In later years the Solomons ran art galleries in Dublin and London and also were involved in horse breeding and horse racing. Dorothy also managed the Scottish singer Lena Zavaroni who, as a 10-year-old in 1974, had a huge hit with Ma! (He’s Making Eyes at Me).
Zavaroni suffered from anorexia and depression and died penniless in 1999 aged just 35. In recent years there was some criticism that the managerial style of the Solomons may have contributed to Zavaroni’s illness but Dec Cluskey of The Bachelors rejected this claim, saying: “Dorothy and Philip adored Lena and treated her like the child they never had and Lena loved them to bits.”
Lena Zavaroni and Frank Sinatra
The Solomons retired to live in Bournemouth.
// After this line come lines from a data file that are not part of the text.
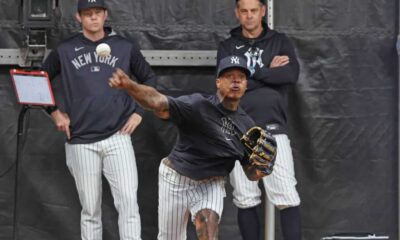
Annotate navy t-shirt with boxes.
[168,94,254,180]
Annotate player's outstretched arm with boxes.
[243,164,268,181]
[108,68,169,119]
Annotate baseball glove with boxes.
[240,127,277,175]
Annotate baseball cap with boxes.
[78,0,107,11]
[217,56,251,77]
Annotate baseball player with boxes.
[110,56,276,240]
[42,0,155,240]
[217,0,301,240]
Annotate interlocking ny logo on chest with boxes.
[221,117,235,141]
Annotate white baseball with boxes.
[96,43,111,57]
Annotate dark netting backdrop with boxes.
[0,0,398,240]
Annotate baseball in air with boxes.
[96,43,111,57]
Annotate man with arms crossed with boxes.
[42,0,155,240]
[110,56,276,240]
[217,0,301,240]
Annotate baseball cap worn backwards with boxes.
[78,0,107,11]
[217,56,251,77]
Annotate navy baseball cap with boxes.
[217,56,251,77]
[78,0,107,12]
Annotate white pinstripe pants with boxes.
[65,133,141,240]
[229,134,300,208]
[157,159,226,240]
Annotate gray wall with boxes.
[0,0,398,240]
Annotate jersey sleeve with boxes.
[252,35,299,85]
[130,42,156,87]
[41,49,61,81]
[40,49,61,114]
[168,95,194,125]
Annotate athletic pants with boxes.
[65,133,141,240]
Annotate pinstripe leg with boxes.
[263,134,300,208]
[157,162,190,240]
[229,161,261,208]
[65,143,102,240]
[102,133,141,240]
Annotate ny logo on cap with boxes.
[231,57,240,64]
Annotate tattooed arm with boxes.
[108,69,169,119]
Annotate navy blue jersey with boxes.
[168,94,254,180]
[42,29,155,143]
[217,22,299,133]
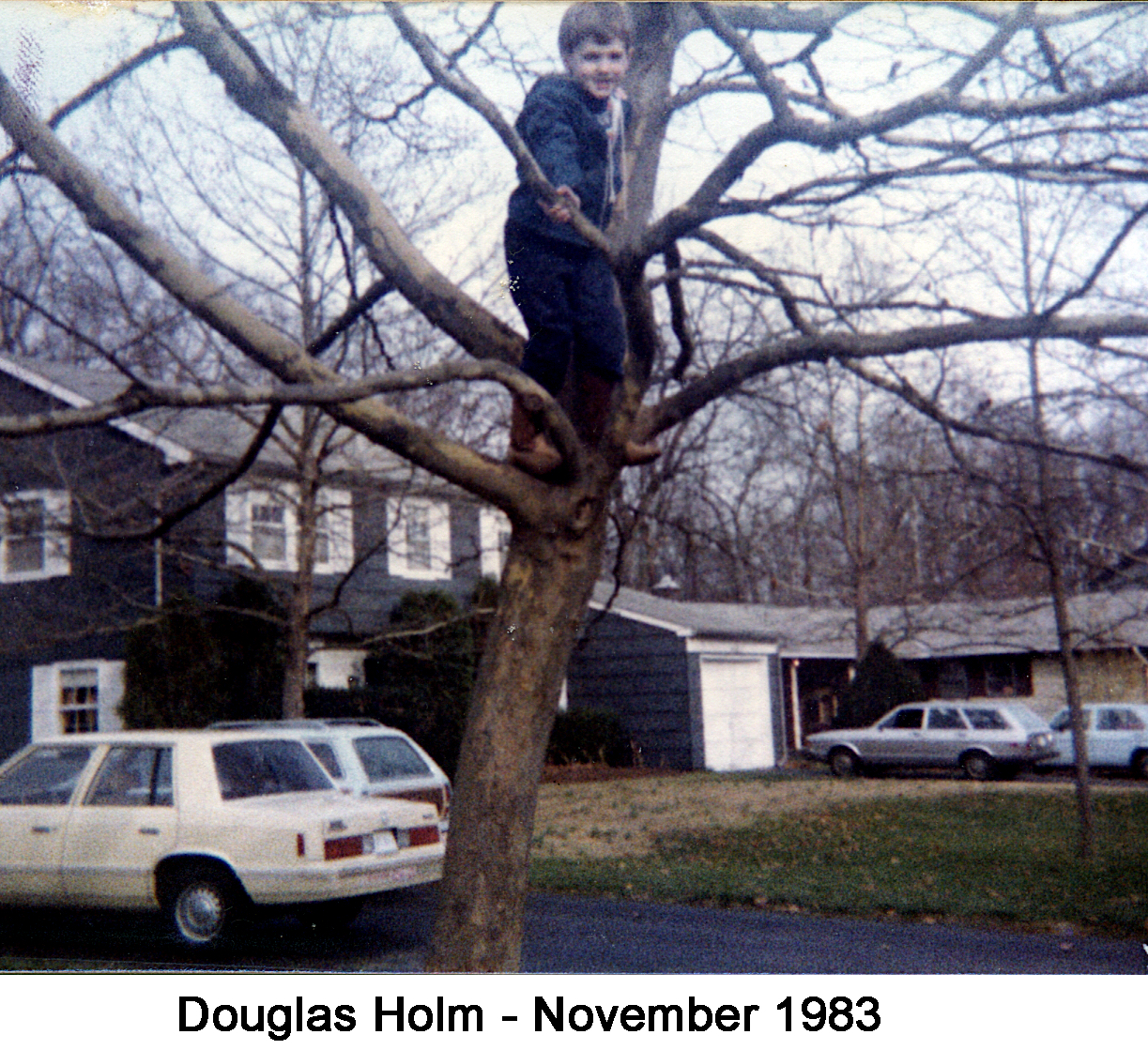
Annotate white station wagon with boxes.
[209,719,450,835]
[0,730,444,948]
[804,700,1056,781]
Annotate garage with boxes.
[699,654,775,772]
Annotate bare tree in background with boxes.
[7,4,1148,971]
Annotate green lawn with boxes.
[530,789,1148,936]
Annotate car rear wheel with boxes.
[166,868,241,951]
[961,751,994,781]
[829,747,861,777]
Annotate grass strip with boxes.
[530,791,1148,936]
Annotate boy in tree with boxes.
[506,4,658,477]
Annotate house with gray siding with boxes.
[567,583,1148,771]
[0,355,509,757]
[566,583,786,771]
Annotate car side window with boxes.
[964,707,1009,729]
[928,707,966,729]
[1096,707,1144,731]
[211,740,333,801]
[0,747,92,806]
[84,746,172,806]
[355,737,431,784]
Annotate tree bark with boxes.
[426,504,605,972]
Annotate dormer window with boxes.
[0,490,71,583]
[226,484,355,575]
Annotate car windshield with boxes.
[0,747,92,806]
[964,707,1009,729]
[355,737,431,784]
[211,740,333,799]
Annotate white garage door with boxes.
[701,657,773,772]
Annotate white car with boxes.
[1040,704,1148,777]
[0,730,444,948]
[211,719,450,835]
[804,700,1055,781]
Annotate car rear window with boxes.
[880,707,926,729]
[928,707,964,729]
[307,740,344,781]
[211,740,331,799]
[0,747,92,806]
[964,707,1010,729]
[1096,707,1144,730]
[355,737,431,784]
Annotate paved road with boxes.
[0,890,1148,974]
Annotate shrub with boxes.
[834,642,926,729]
[119,581,283,729]
[546,708,634,766]
[304,591,477,777]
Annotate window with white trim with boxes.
[225,484,355,575]
[60,667,99,733]
[31,660,124,740]
[387,499,452,580]
[479,508,510,578]
[0,490,71,583]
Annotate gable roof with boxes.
[0,354,411,475]
[592,582,1148,660]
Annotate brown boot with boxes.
[506,397,562,478]
[578,372,661,467]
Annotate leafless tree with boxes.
[7,4,1148,969]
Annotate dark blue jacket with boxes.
[509,76,630,244]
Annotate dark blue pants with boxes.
[506,221,626,395]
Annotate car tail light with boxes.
[395,824,438,849]
[323,835,364,860]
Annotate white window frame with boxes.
[0,489,71,583]
[479,508,510,580]
[32,660,124,740]
[387,498,452,580]
[223,483,355,576]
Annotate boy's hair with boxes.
[558,4,634,58]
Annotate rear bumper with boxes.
[240,847,443,905]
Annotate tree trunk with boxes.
[427,511,605,972]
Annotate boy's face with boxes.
[562,37,630,99]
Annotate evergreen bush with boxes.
[119,580,283,729]
[834,642,926,729]
[546,708,634,766]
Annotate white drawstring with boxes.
[606,96,626,219]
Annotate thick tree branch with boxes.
[945,0,1035,96]
[0,33,189,178]
[0,359,580,462]
[694,4,792,125]
[0,68,581,515]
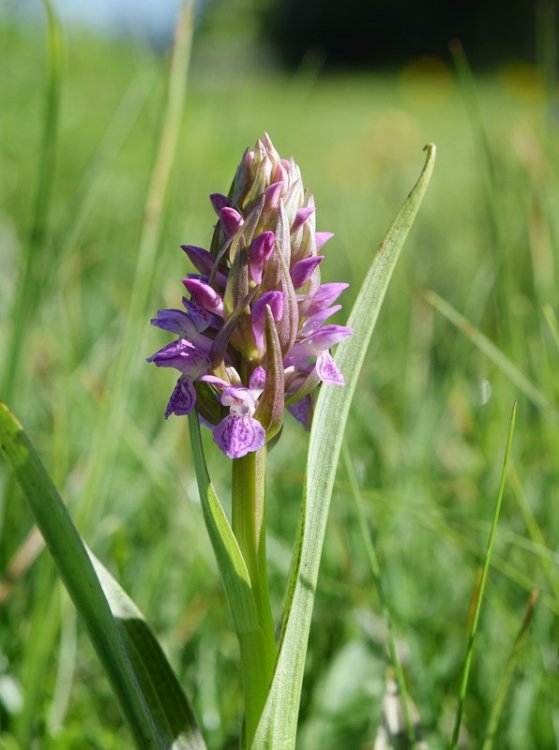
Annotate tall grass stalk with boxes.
[342,444,417,748]
[450,402,516,750]
[77,0,194,525]
[0,0,63,402]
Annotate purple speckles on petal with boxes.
[148,134,352,459]
[165,377,196,419]
[316,352,345,385]
[147,339,210,378]
[213,415,266,458]
[300,325,353,352]
[301,305,342,338]
[150,310,198,338]
[181,245,213,276]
Philip died in 2011 aged 86. Dec Cluskey, who remained close friends with the Solomons and is one of the executors of Dorothy’s will, said she was an absolute “equal partner” with Philip.
He described her as a larger-than-life, formidable woman whose opening line when meeting clients and friends invariably was, “Now listen here, darling …”
“You didn’t argue with Dorothy – nobody argued with Dorothy,” said Cluskey. “She was always giving instructions, but with a twinkle in her eye. She was a fearsome, funny, generous, stylish woman and there are a lot of artists, many of them Irish, who have a lot to be thankful for, for what Dorothy and Philip did for them.”
The couple had no children. She is survived by her sisters, Brenda, Jenny and Elizabeth, nieces, nephews and friends.